The artist eventually chosen to paint the alternative murals, Dewey Crumpler, recently commented on that time and the years that followed, during a forum at the Palace of Fine Arts on Feb. 22.
“Even though the school board neglected the point that I made 50 years ago, that unless they permitted and created a plaque to explain those murals, that we would be right back in this space again, the murals sufficed but time is irrelevant when the information is not available and young people need information, and they need guidance,” Crumpler said. “The school board’s decision to erase history is not a good one. And thank goodness we have people who have arisen to this task to fight ignorance and erasure.”
But people at the forum were not all of the same opinion, as Kanyon Sayers-Roods, of the Mutsun Ohlone tribe, made clear.
“This particular conversation is very one-sided,” Sayers-Roods said. “There is an agenda. There is bias. And in a lot of your arguments there have been dismissals, multiple…. This is one-sided, and it’s very aggressive in using civility politics to silence voices. It is not a safe space here.
“Fifty years,” she said. “Why haven’t the students been educated about it in the way that we keep hypothesizing and projecting? Do it.”
San Francisco public defender and former SF Supervisor Matt Gonzalez pointed out that as times change, so do standards.
“There has been an evolution of standards and how we think about things,” Gonzalez said. “I do not believe that art is so pure that you can never take it down. I think that monuments to public figures should be revisited and make sure they’re meaningful from our contemporary time and place.”

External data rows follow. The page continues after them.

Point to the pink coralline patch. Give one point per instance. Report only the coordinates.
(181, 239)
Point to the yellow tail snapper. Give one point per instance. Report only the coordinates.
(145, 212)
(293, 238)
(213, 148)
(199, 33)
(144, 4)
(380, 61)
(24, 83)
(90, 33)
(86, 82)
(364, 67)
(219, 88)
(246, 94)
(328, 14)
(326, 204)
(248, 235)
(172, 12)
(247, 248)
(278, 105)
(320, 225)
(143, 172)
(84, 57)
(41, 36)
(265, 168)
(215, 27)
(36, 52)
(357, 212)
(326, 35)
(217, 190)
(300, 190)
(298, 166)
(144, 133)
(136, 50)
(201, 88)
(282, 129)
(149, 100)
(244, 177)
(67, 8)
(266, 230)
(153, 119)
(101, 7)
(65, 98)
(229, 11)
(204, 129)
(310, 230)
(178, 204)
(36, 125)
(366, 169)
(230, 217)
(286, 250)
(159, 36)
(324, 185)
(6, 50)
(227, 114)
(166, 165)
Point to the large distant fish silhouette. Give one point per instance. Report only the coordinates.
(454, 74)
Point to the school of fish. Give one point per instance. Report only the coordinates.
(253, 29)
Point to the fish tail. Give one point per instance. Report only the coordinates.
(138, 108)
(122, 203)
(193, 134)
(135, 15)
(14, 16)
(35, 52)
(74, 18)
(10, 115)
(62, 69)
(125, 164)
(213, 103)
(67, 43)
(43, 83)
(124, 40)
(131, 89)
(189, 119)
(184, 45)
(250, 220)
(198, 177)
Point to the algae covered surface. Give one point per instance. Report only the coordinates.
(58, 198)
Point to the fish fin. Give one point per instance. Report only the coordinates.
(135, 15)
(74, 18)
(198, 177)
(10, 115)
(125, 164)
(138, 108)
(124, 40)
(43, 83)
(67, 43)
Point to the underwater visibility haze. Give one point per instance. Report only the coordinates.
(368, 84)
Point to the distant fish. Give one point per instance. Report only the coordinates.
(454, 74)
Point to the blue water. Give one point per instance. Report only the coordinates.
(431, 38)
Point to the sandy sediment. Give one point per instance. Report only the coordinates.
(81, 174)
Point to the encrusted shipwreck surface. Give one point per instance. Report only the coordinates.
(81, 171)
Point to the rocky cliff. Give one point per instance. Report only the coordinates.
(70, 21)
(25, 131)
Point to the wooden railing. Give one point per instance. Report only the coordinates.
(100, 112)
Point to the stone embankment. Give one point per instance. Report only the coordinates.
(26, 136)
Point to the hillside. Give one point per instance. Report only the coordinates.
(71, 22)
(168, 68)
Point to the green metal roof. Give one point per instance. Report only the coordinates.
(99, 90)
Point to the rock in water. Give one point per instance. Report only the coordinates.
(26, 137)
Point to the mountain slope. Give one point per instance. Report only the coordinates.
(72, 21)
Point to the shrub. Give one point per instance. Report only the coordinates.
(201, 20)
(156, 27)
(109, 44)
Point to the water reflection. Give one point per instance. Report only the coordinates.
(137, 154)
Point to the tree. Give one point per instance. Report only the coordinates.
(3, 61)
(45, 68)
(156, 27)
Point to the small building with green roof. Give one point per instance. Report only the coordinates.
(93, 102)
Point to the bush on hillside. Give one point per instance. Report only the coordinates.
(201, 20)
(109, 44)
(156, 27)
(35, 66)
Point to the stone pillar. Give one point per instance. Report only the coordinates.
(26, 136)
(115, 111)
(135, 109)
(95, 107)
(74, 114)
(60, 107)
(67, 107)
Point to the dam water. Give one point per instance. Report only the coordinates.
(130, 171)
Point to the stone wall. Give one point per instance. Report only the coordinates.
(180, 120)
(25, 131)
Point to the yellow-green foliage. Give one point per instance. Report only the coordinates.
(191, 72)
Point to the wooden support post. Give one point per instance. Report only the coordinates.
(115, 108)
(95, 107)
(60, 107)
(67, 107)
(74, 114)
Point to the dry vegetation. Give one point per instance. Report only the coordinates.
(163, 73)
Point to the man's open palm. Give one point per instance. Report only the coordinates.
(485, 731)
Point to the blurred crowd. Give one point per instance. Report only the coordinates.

He said that he was shocked, however, when he heard that some students were reportedly traumatized by the murals.
“But I wanted to be open to that. And I want to be sensitive that that could in fact be happening. But I also want to then try to step back from it and say ‘what would be the rule that we adopt if we simply go with that one response to the murals.’ I mean, are we going to impose a rule that says whenever a group of us are traumatized by something that we’re going to tear that down?”